Poster
in
Workshop: AI for Nucleic Acids (AI4NA)
Understanding DNA Discrete Diffusion for Engineering Regulatory DNA Sequences
Anirban Sarkar · Yijie Kang · Nirali Somia · Peter Koo
Engineering regulatory DNA sequences with precise activity levels remains a major challenge in medicine and biotechnology due to the vast combinatorial space of possible sequences and the complex regulatory grammars governing gene expression. DNA discrete diffusion (D3) has emerged as a promising approach for learning these distributions and generating biologically relevant sequences, yet several key aspects of its capabilities remain unexplored. Here we systematically investigate D3’s performance in biologically relevant, understudied scenarios.
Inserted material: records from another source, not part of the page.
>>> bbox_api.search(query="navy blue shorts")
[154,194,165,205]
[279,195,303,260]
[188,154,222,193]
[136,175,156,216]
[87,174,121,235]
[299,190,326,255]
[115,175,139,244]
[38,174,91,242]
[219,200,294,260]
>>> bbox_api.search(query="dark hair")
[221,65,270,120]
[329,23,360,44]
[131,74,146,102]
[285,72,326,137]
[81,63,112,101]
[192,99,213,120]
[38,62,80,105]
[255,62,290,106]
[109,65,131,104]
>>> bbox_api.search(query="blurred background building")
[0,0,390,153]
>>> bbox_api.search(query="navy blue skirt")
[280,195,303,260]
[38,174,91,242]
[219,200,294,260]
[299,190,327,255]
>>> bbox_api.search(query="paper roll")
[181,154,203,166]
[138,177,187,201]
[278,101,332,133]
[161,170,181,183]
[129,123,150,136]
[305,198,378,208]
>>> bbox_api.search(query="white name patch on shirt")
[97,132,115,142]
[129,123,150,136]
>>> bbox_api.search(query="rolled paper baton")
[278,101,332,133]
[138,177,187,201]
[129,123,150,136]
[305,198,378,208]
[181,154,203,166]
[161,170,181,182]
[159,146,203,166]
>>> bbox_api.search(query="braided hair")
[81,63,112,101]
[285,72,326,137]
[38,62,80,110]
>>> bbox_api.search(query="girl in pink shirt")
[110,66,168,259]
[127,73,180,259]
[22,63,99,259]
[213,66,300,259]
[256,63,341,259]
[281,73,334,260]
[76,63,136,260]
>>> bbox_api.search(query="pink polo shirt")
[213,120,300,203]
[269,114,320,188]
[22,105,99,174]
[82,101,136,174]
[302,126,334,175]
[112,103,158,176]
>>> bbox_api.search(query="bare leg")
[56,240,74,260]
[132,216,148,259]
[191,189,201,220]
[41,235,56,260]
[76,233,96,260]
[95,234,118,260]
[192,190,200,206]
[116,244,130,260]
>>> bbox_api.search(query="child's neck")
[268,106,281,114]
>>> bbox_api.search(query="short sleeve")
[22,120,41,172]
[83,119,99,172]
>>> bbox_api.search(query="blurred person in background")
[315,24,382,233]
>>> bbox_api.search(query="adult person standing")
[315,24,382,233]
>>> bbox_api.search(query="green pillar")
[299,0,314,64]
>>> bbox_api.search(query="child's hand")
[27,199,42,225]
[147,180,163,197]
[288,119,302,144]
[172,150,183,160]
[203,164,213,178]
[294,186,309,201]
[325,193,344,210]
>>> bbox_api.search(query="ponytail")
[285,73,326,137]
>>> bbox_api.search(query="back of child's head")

First, we demonstrate that D3 maintains robust performance even with limited training data, highlighting its practical utility in real-world applications where data is scarce. Second, we extend D3’s conditional generation capabilities for categorical data, employing classifier-free guidance to improve the quality and specificity of generated sequences. Third, we analyze sequence trajectories during the diffusion process, providing insights into how discrete diffusion navigates the sequence-function landscape.Together, these findings expand our understanding of D3’s strengths and limitations, while introducing new methodological advances for engineering functional regulatory DNA sequences.